Upon review of the indictment, the Court finds that the four deposits, each occurring on October 30, 2012, set forth in Count Four of the indictment can be consolidated into a single count as they were part of a single, continuing scheme that occurred within a short period of time and that involved the same defendant — Cotton. See United States v. Robin, 693 F.2d 376, 378 (5th Cir. 1982)(concluding that the consolidation of several threatening acts by the defendant into one count was not duplicitous because they were "part of a single, continuing scheme that occurred within a short period of time and that involved the same defendant."). "The consolidation is proper and thus the indictment is not duplicitous notwithstanding that each statement alone might constitute an offense." See Id.

Nonetheless, even if this Court were to determine that Count Four is a duplicitous allegation, duplicity is not usually fatal to an indictment. See United States v. Robinson, 651 F.2d 1188, 1194 (6th Cir. 1981). To that end, courts have noted that "the rules regarding duplicity are pleading rules and, as such, the defendant's remedy is to move to require the prosecution to elect the charge within the count and that a duplicitous indictment is remediable by a jury instruction particularizing the offense charged in each count." United States v.
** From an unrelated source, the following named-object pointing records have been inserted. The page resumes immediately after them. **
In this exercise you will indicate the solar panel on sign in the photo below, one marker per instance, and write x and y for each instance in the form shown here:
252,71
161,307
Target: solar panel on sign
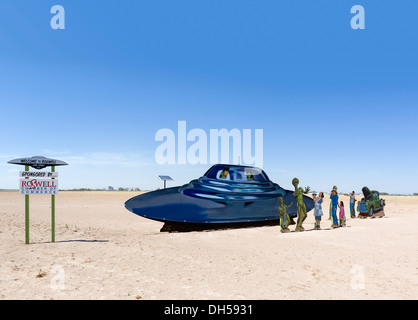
168,178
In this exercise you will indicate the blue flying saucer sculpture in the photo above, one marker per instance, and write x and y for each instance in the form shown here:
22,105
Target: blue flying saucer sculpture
227,195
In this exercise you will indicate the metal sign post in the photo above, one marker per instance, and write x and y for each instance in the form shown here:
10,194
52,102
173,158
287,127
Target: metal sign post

Abdi, No. 1:13-CR-00484-JEC, 2014 WL 3828165, *6 (N.D. Ga. Aug. 4, 2014)(citation omitted). "That is, generally, any confusion or risk of non-unanimity can be appropriately addressed and eliminated by . . . careful jury instructions." Id.; see Reno v. United States, 317 F.2d 499 (5th Cir. 1963)(limited the trial strictly to a single charge by an instruction to the jury); Bins, 331 F.2d at 393 ("Since there is an approved procedure for submitting duplicitous counts by limiting instructions, the judgment, as to counts one and two, is reversed and remanded.").

Therefore, although the Court finds that Count Four is not duplicitous in nature, in an abundance of caution, the Court will be amenable to the parties submitting a proposed jury instruction directing the jury to consider all four discrete acts alleged in Count Four as a single charged offense. Furthermore, the Court denies Cotton's alternative request that the Government be required to make a pretrial election of charges as to Count Four.

Accordingly, it is

ORDERED, ADJUDGED, and DECREED:

Defendant Shadae Cotton's Motion for Dismissal of Count Four of the Indictment or, in the alternative, Pretrial Election (Doc. # 84) is DENIED.